Tuesday 17 December 2013

Chocolate Rose Cupcakes

This year my birthday was on a Friday, so I brought these with me to choir rehearsal.
The cake recipe is the standard Hummingbird Bakery chocolate cake recipe, while I used the Peggy Porschen one with a little twist for the butter cream because the Hummingbird recipe is a bit too sweet for me. Yes, I actually said 'too sweet' ;)



Okay, so here is what you need:

80 ml oil
2 eggs
240 ml milk

200 g sugar
200 g flour
1 tbps. baking powder
40 g cocoa powder
1 pinch salt

Step 1: Mix the wet ingredients in a bowl.

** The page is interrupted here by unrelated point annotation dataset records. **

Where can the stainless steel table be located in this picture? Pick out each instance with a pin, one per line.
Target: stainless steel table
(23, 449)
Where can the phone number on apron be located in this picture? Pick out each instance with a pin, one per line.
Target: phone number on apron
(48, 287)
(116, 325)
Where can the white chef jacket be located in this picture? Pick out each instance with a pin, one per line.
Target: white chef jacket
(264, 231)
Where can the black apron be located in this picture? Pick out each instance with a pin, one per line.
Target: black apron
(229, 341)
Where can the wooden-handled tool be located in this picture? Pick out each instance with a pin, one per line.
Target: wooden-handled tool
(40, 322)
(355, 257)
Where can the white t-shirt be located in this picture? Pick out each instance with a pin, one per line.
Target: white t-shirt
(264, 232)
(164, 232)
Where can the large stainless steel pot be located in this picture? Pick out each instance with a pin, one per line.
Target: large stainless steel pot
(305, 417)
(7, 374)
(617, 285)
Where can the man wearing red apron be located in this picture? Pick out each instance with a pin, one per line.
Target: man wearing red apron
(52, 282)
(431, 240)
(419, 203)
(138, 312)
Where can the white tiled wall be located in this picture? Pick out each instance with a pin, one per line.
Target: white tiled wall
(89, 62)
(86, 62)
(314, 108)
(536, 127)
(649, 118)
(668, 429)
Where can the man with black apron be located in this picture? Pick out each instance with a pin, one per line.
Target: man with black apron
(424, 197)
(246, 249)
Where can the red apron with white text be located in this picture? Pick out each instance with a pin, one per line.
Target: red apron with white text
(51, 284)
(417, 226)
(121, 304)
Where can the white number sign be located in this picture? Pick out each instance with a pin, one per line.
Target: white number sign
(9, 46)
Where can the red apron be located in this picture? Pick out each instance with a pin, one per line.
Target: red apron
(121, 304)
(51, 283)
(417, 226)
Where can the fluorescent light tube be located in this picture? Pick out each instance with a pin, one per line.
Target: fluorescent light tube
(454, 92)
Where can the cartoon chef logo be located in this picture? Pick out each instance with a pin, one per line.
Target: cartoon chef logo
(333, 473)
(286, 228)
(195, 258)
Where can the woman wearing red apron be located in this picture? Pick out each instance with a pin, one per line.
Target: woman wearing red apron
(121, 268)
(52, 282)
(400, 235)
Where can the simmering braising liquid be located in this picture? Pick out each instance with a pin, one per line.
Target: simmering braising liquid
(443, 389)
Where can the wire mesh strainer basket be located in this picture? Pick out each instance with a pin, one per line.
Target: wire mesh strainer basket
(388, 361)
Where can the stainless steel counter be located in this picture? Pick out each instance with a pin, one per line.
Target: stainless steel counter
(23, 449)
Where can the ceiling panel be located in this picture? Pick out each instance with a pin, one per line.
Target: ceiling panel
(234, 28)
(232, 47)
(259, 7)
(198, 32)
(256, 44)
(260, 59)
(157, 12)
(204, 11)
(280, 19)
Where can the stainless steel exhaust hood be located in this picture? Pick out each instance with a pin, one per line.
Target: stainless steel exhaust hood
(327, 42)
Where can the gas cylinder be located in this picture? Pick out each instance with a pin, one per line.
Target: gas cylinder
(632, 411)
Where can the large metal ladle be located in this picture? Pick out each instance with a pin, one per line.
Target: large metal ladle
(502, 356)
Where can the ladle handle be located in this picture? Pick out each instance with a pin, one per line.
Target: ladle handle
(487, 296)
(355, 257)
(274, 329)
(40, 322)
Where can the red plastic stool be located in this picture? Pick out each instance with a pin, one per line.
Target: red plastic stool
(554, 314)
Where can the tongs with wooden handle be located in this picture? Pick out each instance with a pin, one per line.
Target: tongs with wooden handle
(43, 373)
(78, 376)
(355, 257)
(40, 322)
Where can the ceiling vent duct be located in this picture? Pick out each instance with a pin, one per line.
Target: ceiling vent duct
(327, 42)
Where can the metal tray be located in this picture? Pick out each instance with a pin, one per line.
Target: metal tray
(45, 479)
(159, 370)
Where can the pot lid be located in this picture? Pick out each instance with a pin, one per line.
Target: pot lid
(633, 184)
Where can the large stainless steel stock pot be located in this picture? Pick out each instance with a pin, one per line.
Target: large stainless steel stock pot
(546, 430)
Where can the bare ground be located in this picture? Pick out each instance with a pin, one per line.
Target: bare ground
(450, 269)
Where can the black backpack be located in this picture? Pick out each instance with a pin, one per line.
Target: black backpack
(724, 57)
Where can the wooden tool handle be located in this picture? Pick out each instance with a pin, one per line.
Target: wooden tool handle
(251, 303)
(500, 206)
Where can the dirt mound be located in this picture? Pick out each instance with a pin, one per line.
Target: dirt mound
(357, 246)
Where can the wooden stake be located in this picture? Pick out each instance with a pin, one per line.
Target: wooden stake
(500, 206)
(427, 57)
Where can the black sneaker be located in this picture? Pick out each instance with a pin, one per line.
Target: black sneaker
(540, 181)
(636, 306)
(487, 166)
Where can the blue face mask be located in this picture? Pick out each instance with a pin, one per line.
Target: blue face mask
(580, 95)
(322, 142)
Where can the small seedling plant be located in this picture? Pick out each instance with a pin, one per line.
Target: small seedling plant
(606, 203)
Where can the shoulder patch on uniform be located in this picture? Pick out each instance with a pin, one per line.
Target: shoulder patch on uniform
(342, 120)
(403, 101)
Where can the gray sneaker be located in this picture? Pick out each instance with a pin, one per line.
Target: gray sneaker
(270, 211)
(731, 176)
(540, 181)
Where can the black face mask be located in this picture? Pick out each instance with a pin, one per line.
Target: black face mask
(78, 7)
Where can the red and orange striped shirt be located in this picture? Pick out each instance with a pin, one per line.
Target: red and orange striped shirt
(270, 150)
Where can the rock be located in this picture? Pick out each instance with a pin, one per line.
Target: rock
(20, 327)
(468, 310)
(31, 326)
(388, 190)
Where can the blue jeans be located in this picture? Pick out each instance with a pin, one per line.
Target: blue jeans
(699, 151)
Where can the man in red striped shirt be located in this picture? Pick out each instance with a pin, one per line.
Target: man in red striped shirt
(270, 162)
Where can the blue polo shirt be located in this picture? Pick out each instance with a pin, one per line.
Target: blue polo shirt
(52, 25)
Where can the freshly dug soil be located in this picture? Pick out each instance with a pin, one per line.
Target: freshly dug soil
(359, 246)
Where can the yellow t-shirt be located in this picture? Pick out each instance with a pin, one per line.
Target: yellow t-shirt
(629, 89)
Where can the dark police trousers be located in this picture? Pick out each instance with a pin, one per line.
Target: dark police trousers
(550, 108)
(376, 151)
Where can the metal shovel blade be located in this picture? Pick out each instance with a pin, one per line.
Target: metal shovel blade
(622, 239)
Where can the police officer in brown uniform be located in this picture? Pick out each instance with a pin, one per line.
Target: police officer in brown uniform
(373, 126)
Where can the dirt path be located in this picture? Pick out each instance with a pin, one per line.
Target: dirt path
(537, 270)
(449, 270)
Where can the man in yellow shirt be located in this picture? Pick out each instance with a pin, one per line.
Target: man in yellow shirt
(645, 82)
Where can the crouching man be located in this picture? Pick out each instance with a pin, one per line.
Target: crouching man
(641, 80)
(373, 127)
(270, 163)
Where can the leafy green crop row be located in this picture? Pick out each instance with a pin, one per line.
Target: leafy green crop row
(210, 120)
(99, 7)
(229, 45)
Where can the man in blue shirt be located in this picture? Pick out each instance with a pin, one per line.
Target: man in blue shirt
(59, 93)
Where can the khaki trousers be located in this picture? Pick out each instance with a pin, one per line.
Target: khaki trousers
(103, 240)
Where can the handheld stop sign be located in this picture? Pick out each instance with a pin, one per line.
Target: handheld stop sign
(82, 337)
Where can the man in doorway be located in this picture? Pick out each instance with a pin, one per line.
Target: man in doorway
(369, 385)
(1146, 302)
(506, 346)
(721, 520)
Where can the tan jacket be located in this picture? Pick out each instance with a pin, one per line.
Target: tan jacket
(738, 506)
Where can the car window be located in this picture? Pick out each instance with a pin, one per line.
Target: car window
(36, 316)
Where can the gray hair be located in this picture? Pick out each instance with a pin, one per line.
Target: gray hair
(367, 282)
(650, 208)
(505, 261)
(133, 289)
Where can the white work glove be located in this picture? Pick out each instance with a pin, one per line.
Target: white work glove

Step 2: Mix the dry ingredients in another bowl.

Step 3: Add dry mixture to wet mixture in three parts and stir well after each addition.

Step 4: Bake in muffin tins at 190°C for 15-20 minutes.

Step 5: Let cool down completely.

Step 6: Level the top of each cupcake by cutting off the top bulk. Pull a tiny bit out of the centre and fill with apricot or orange preserve. See picture below.


Step 7: Mix 125 g soft butter and 125 g sieved (!) confectioner's sugar until a fluffy even mass forms. Then - and here comes the twist - add 4 tsp. mascarpone and some drops red food colour (or as desired).

Step 8: Pipe flowers onto each cupcake, using a star tip or a leaf tip. Decorate with cut out fondant leaves, if desired.